Вот мои мысли о прочном плане реализации.

  • Хорошо ли иметь центральную реализацию Identity Server, которая обрабатывает как запросы, связанные с общественностью, так и внутреннюю (многопользовательскую) авторизацию на услуги?

    Причины совместного использования:

    • Упрощенное решение

    Причины иметь отдельную реализацию:

    • Различные требования безопасности для внешних и внутренних пользователей/клиентов
    • Внешний внешний вид не повлияет на внутренних пользователей и клиентов.

    Рекомендация: В краткосрочной перспективе используйте реализацию, которая будет обслуживать как с целью разделить их на внешние и внутренние фокусы.

  1. Рекомендуете ли вы разделить и иметь отдельные серверы идентификации для внутренней авторизации службы-обслуживания из тех, которые обрабатывают запросы API с открытым доступом?

    Рекомендация: Долгосрочный да. См. Выше, почему.

    1. Или мы еще идем дальше, чтобы разделить и создать другой сервер идентификации для каждого случая использования приложения?

      Рекомендация: Нет, создание отдельного сервера идентификации для каждого клиента/случая использования будет сложнее управлять в долгосрочной перспективе. Вы должны создавать отдельные клиенты для каждого приложения/сценария. (т.е. мобильный клиент, веб-сайт MVC, внутренний сервер для внутреннего сервера, внешний API/услуга для внутреннего API/сервиса [подумайте об интерфейсах B2B])

Вам нужно узнать о типах клиентов и о том, как разрешить , то есть когда учетные данные клиентов будут использоваться, когда прямой вызов API должен вызывать вторичный API в качестве пользователя.

Ответ 2

Прежде всего, я бы сказал, что вам придется сильно ударить головой о стену.

Я думаю, что идеальная ситуация - это то, где вы поддерживаете только одного поставщика удостоверений, например Active Directory.

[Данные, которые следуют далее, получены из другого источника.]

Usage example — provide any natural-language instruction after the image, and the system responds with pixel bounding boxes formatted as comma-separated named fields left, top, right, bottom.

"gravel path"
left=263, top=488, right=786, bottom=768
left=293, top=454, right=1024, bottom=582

Microsoft полагает, что их решение легко, но это не так. Вот почему, если вам придется поддерживать устаревший провайдер Identity, а также новую систему параллельно, вы будете страдать больше.

Вторичным решением было бы сохранить устаревшую систему поставщиков удостоверений и внедрить новый API через него. Я предполагаю, что это должно быть настраиваемое решение, которое размещается на ваших собственных ресурсах. Недостатком является отсутствие встроенных возможностей, и каждая новая потребность должна строиться с нуля.

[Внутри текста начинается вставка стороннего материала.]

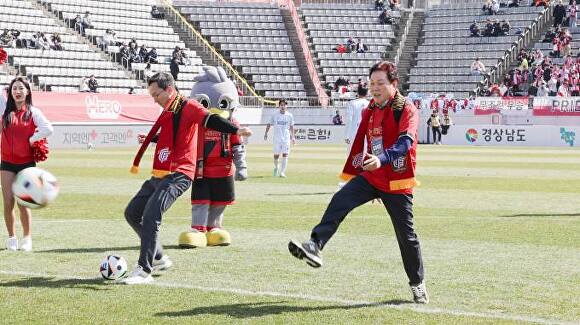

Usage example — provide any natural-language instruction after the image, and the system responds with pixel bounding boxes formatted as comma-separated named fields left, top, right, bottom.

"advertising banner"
left=32, top=92, right=161, bottom=123
left=534, top=97, right=580, bottom=116
left=474, top=97, right=529, bottom=115
left=442, top=125, right=580, bottom=147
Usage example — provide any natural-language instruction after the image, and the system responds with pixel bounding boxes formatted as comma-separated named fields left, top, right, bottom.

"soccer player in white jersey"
left=264, top=99, right=295, bottom=177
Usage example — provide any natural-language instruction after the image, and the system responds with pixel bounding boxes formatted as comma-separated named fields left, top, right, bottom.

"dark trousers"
left=125, top=173, right=191, bottom=273
left=311, top=176, right=424, bottom=285
left=431, top=126, right=441, bottom=143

Честно говоря, если вы можете изолировать наследие (или удалить его) из своей новой системы, вы получите огромные преимущества в долгосрочной перспективе для обслуживания и ковкости.

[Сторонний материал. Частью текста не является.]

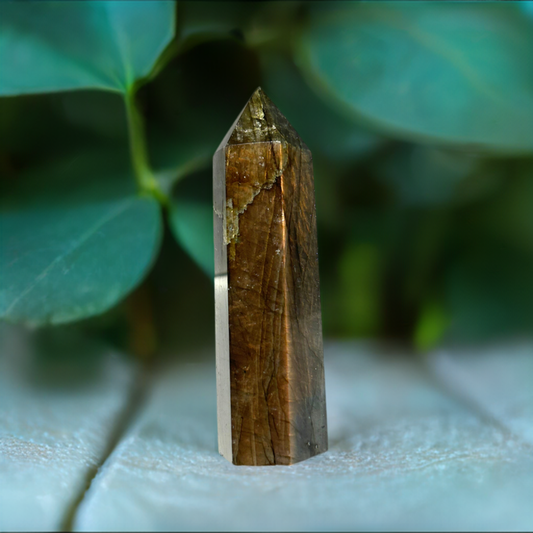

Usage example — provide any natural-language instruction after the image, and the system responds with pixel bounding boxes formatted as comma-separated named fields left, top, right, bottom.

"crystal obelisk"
left=213, top=88, right=328, bottom=465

Прежде чем принимать решение, я рассмотрю примеры кода. Лучше знайте разблокировщики транзакций, прежде чем проводить недели в любом направлении.

Ответ 3

Здесь моя точка зрения для проблемы выше

  • Отдельный сервер идентификации для внутренней службы

  • Есть больше преимуществ в разделении сервера идентификации для внутреннего обслуживания, т.е.

    Отключение и Изменения конфигурации в будущем не повлияют на потребителей. Для тестирования цели отдельный сервер идентификации лучше всего, если вы пытаетесь поддерживать устаревшие приложения.

    Новый сервер имеет долгосрочные преимущества и улучшения безопасности.